AIN DEFENSE PERSPECTIVE » SEPTEMBER 14, 2012
September 14, 2012, 12:55 PM
Maintaining India’s fleet of more than 230 aging Cheetah and Chetak reconnaissance and surveillance helicopters is turning into a nightmare due to unavailability of spares, according to K.C. Nanda, general manager of Hindustan Aeronautics Ltd’s Barrackpore Division, who sounded the warning at a defense conference held in Kolkata in August. HAL built both the Cheetah and the Chetak under license from Eurocopter. The Cheetah is a version of the Eurocopter Aérospatiale SA 315B Lama, single-engine helicopter that combines the lighter Alouette II airframe with Alouette III components and powerplant. The Chetak is a license-built Alouette III. Production lines closed in France in the 1980s, and HAL is increasingly having to cannabalize parts, leading to more aircraft on ground and fewer in the air. Eurocopter has kept a production line open for blades solely for the Indian market, according to an industry official.

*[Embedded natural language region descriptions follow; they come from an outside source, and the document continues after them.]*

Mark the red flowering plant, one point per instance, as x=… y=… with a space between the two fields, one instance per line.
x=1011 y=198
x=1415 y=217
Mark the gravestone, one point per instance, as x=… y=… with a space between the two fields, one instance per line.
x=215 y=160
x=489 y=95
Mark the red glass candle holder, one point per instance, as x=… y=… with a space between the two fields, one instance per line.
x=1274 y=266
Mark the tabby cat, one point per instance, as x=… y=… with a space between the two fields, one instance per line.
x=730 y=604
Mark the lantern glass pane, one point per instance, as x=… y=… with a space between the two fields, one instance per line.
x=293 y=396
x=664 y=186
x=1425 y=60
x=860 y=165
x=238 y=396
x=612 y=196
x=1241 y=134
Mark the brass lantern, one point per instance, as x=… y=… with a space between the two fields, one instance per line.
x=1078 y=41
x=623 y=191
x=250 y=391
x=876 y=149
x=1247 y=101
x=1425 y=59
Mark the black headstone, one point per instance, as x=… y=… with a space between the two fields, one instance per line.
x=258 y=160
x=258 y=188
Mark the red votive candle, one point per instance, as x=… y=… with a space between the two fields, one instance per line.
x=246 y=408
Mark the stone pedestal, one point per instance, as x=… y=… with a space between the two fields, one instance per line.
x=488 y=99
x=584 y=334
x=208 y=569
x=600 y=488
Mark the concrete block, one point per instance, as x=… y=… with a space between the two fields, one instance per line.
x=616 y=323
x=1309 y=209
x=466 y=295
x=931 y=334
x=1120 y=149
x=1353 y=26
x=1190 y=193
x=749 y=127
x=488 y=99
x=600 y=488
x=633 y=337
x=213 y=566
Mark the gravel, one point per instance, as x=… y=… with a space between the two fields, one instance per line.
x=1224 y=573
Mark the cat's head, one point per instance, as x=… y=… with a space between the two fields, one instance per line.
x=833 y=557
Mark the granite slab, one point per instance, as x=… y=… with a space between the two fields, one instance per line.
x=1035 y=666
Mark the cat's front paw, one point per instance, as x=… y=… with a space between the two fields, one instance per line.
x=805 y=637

“It is getting impossible to support the vintage fleet,” an engineer with HAL told AIN. “This will lead to disastrous consequences for the Chetak and Cheetah fleet. Blades, nuts, bolts, rings…We need them all. Now HAL is looking to repair even the main gear box,” he added. The helicopters were to be replaced by 197 new light utility helicopters(LUHs) purchased from abroad. Now HAL is in the process of developing its own LUHand may get the order.